Some insight into the winter march of Hoppock’s brigade might be gained from an account of the epic movement of the 104th Foot Regiment of Foot from Fredericton, N.B., overland by Quebec City to Kingston during that same later winter of 1813; see the wonderful Merry Hearts Make Light Days: The War of 1812 Journal of Lieutenant John L: Conteur, 2nd Ed. (Robin Brass 2012), edited by Donald Graves.
The letters published here are in the private collection of Brian and Cindy Murphy of Richmond, Virginia. John Hoppock’s story is drawn from this collection and from archival sets of letters and other papers published and unpublished, in the United States. A helpful summary of the family is “The Lamberts of Amwell” by Henrietta Van Syckle and Emily Abbott Nordfeldt (Lambertville Historical Society, 1976).

The Pennsylvania Historical Association Society, holds books of John Lambert’s letters – many written from Washington dealing with revealing matters at home – in the Emma Finney Welch Collection. More of his letters are in the Holmes Family Papers at the Monmouth County Historical Association.

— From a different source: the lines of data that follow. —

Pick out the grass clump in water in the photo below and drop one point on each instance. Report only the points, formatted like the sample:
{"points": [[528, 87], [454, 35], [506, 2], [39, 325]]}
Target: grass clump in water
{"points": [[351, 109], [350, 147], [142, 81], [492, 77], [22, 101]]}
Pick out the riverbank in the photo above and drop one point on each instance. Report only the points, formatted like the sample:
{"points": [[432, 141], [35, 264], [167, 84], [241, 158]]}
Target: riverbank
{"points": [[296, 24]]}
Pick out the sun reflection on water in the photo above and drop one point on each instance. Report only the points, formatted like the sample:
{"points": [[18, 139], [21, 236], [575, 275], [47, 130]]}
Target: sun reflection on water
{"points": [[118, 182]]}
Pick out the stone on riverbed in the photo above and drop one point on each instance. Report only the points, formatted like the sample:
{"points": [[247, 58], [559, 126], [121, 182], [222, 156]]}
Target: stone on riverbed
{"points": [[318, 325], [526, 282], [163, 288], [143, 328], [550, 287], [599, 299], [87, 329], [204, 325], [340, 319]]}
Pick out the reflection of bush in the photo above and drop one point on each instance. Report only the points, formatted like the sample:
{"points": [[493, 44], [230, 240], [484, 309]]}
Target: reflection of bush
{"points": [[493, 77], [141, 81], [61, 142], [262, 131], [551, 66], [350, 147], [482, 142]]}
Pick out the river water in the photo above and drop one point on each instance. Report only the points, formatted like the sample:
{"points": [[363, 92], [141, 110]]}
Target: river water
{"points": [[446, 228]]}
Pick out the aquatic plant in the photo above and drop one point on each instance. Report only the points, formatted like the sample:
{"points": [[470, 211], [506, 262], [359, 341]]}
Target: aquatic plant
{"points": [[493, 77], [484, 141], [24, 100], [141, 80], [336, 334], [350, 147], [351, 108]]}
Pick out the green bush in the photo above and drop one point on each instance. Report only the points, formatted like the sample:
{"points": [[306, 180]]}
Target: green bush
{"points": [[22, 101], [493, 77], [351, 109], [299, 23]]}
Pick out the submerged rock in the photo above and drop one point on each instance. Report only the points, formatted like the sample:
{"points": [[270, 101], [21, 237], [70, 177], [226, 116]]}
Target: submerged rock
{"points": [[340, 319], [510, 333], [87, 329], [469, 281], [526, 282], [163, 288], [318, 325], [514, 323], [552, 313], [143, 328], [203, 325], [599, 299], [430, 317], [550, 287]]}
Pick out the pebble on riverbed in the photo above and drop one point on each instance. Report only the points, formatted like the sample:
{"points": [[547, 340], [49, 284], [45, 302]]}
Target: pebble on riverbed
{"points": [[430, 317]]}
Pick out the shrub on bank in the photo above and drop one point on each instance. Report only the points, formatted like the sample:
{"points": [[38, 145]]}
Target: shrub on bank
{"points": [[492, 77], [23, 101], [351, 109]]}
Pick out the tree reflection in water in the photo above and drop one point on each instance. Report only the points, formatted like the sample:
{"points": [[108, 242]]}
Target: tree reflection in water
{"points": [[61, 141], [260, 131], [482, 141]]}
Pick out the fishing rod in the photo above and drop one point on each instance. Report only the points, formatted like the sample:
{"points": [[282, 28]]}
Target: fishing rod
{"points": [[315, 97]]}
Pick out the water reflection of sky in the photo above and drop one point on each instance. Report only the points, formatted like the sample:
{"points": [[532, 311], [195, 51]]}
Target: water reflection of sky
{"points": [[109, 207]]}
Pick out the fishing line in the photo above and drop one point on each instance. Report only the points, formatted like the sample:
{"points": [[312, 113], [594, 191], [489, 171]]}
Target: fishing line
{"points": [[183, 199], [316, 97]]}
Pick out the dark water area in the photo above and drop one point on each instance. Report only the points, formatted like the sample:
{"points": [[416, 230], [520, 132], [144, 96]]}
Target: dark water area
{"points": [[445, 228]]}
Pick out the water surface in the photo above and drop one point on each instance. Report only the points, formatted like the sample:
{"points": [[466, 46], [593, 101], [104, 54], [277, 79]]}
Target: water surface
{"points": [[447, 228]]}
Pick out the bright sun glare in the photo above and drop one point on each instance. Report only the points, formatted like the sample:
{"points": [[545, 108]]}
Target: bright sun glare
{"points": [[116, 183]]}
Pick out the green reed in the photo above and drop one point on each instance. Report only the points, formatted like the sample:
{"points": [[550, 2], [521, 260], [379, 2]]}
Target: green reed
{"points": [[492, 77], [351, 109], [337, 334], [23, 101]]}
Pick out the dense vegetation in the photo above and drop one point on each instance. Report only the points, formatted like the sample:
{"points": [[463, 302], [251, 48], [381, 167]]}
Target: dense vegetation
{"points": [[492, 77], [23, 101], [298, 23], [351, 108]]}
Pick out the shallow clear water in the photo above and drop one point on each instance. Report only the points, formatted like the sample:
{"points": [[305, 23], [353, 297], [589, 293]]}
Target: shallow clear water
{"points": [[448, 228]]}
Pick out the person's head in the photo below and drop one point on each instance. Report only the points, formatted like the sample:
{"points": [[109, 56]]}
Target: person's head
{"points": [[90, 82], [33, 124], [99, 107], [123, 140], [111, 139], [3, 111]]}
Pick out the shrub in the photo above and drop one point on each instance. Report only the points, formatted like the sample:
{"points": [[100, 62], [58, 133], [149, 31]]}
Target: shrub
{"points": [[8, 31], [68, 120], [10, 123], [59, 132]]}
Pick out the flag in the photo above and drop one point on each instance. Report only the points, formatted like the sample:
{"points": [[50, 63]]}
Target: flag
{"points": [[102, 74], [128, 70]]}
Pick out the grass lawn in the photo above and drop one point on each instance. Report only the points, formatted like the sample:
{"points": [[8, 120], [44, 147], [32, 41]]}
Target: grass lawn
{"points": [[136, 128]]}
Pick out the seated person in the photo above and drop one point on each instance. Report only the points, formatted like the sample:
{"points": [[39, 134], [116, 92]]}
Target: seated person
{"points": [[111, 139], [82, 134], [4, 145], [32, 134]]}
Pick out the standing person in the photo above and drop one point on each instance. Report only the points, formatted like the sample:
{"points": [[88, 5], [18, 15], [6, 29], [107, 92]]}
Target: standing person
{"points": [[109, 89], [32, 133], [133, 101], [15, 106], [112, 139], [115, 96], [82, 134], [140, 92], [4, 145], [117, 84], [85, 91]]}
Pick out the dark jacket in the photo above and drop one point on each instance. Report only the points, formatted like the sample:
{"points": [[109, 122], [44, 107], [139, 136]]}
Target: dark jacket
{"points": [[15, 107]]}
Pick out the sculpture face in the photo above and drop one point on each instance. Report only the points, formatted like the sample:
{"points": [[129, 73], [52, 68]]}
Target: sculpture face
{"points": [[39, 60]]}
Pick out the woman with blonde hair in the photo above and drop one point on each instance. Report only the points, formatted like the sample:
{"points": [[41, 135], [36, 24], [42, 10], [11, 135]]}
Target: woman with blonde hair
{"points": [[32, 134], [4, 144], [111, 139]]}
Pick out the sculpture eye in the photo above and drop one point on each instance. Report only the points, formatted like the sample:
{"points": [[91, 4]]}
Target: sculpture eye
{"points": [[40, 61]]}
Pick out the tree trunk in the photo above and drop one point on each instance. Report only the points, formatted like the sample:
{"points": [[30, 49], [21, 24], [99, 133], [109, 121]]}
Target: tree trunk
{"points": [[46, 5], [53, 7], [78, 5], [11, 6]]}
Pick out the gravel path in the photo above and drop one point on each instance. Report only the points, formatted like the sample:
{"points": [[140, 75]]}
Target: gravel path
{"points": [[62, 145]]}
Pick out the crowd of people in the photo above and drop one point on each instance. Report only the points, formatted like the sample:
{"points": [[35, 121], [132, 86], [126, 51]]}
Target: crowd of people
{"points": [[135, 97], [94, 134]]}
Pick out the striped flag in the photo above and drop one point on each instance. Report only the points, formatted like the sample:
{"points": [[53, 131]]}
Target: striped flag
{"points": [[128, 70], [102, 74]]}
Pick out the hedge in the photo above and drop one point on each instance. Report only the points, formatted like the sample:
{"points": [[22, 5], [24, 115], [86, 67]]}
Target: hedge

The recruits that Hoppock enlisted are in Records of Officers and Men of New Jersey in Wars 1791-1815 (Adjutant General, Trenton, 1909) while original military papers of his company are still in the archived Bloomfield-Pike Letterbook in Pennsylvania Extension (MS1812). The Bloomfield-Pike Letterbook is in the Clements Library at the University of Michigan. The John Scott Papers (of the officer in the boat, not the ensign recruiting) are held by the N.J. Historical Society and they’ve been given an accessible and entertaining introduction; see John C. Fredriksen, “The Letters of Captain John Scott, 15th U.S. Infantry: A New Jersey Officer in the War of 1812,” New Jersey History, Fall / Winter 1989.